I speak as a young man in today’s Cuba. We are full of energy and confidence, determined to lend our talents to the quest for a truly democratic and free Cuba. The regime that has survived for 64 years on the Caribbean’s largest island is once again trying to crush a generation, just as it crushed and erased those who preceded us.

Today every young Cuban is a political prisoner. A censored artist. An exile inside and outside Cuba. Even if you’re an accomplice of the system, you will inevitably be crushed like the others, because to be young is to be daring and reckless, eager to bring change to the world.
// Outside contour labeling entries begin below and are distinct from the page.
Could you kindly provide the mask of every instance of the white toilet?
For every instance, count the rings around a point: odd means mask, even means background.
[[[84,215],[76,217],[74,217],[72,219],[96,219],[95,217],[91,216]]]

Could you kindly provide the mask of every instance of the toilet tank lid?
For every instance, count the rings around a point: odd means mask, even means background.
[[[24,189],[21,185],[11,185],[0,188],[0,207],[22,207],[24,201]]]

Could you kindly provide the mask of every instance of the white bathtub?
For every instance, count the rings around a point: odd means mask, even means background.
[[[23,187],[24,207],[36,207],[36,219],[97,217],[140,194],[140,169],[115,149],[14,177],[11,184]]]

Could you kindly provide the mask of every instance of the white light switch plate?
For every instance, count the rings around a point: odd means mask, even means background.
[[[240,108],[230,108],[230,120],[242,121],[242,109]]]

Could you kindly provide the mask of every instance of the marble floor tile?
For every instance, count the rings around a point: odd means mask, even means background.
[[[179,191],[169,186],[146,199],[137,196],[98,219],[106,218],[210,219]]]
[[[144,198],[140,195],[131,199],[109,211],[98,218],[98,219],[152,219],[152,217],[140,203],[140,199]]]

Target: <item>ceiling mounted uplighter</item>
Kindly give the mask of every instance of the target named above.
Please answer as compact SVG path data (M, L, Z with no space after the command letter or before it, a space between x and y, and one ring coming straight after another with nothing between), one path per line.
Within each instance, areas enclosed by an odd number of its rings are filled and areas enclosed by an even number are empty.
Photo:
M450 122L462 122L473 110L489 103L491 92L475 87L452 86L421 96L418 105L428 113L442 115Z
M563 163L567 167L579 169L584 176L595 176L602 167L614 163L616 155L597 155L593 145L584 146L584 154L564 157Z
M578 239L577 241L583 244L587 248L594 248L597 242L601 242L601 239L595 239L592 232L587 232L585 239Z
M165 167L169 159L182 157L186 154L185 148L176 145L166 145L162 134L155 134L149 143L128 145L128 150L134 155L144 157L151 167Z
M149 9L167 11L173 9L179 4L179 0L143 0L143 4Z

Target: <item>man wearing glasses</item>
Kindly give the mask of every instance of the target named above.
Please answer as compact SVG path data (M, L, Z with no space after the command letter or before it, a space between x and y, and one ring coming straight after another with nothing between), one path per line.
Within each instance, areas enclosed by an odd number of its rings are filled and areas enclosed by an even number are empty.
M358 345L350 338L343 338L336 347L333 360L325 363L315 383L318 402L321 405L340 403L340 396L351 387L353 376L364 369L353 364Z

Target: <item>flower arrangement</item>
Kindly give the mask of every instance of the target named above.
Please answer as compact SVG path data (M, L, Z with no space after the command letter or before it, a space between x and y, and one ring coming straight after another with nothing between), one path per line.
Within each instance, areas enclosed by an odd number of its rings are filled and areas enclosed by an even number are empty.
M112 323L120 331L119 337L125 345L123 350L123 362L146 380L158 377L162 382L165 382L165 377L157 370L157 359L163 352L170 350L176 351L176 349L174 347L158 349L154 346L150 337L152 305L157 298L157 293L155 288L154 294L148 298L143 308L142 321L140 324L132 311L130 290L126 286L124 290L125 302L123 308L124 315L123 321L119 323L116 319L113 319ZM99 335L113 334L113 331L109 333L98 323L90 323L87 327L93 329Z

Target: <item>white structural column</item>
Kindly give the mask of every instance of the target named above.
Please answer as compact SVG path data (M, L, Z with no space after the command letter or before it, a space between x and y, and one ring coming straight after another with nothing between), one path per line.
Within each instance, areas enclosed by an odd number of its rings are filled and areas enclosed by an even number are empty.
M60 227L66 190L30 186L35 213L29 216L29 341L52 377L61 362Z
It means fighting for love, dreams and utopia. But these qualities are considered crimes in Cuba, and that condemns us all to martyrdom.

Today, as I approach the age of 35 behind bars, I reflect on the loss of youth under a dictatorial system. Forced to survive political violence, we all lose 90% of our physical and intellectual productivity. Only 10% is left for creative and life-affirming pursuits.

On behalf of the young Cubans locked up in the island’s horrible prisons, I appeal to people of conscience around the world to support our struggle to liberate ourselves and our country. All we did was demand the right to choose our political future and to speak our minds.

No one should have to give up their youth for such a just cause.

Cuban artist Luis Manuel Otero Alcántara has been imprisoned since the July 11 protests in 2021.